A few weeks ago I was asked to write about a young person’s perspective of life in Hastings.

Since then I’ve been wondering what exactly I can say? What can anyone say about living in a place like this?

I don’t know – but then don’t that say it all? I’ve lived here all my life and I’m not sure what to say.

I guess if I had to describe Hastings in two words, then the first would be dread;

  • the dread of minimum wage – and little hope for any better
  • the dread of part time hours and the nonexistence of overtime
  • the dread of having nothing to do
  • the dread of being able to do nothing about it.

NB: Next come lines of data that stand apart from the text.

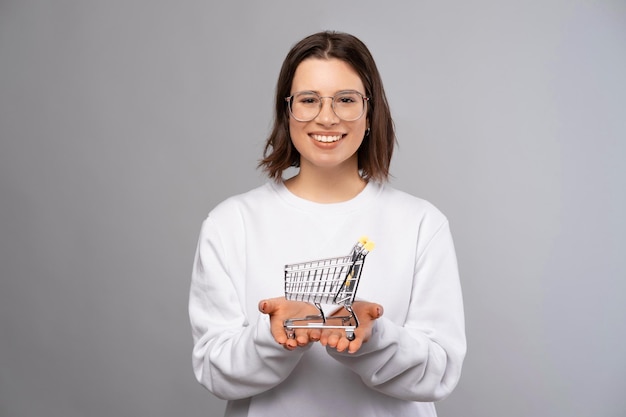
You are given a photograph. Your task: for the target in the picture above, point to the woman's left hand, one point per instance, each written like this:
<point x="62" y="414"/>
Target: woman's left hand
<point x="367" y="314"/>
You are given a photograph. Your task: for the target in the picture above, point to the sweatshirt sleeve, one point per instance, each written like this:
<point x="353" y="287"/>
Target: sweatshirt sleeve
<point x="233" y="357"/>
<point x="420" y="360"/>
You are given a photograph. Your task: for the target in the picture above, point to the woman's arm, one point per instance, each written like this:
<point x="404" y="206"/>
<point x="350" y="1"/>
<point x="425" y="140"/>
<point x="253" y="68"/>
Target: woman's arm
<point x="234" y="356"/>
<point x="421" y="359"/>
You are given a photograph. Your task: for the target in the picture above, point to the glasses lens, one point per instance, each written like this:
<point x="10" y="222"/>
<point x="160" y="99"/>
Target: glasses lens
<point x="348" y="105"/>
<point x="305" y="106"/>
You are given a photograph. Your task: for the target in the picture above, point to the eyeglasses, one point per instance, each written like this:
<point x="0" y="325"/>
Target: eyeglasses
<point x="348" y="105"/>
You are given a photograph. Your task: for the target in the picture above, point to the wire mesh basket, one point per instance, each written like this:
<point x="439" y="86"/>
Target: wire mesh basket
<point x="327" y="281"/>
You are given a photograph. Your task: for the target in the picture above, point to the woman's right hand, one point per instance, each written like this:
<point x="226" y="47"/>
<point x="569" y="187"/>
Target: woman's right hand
<point x="280" y="309"/>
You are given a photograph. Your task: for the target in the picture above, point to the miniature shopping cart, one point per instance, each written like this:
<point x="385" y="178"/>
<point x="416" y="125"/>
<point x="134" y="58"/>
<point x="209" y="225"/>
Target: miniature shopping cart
<point x="327" y="281"/>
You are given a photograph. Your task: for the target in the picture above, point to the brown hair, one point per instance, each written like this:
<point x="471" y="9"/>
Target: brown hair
<point x="374" y="155"/>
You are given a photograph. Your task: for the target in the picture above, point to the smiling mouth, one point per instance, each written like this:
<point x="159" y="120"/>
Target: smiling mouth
<point x="326" y="139"/>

*Bukowski put it like this: Born like this/Into this/As the chalk faces smile/As Mrs Death laughs/As the supermarket bag boy holds a college degree,”…  every time I read it I cringe at the reality of it.

All the time I hear people say stuff like ‘there’s no place like Hastings!’

I stack shelves for a living. Come the weekend I’m either drinking or I’m smoking. By the end of the month I’ve got pennies left. Everyone I know, is just the same – always have been and maybe always will be.

I love it here, I do. Here, we go round the prickly pear, till five o’clock in the morning… born to die in Hastings.

The people here, they like to romanticise the life, rose-tinted glasses and all – beer goggles probably too.

All the time I hear people say stuff like ‘there’s no place like Hastings!’ and ‘the pubs are good!’ but really? Is that it? Is that all we’ve got to go by?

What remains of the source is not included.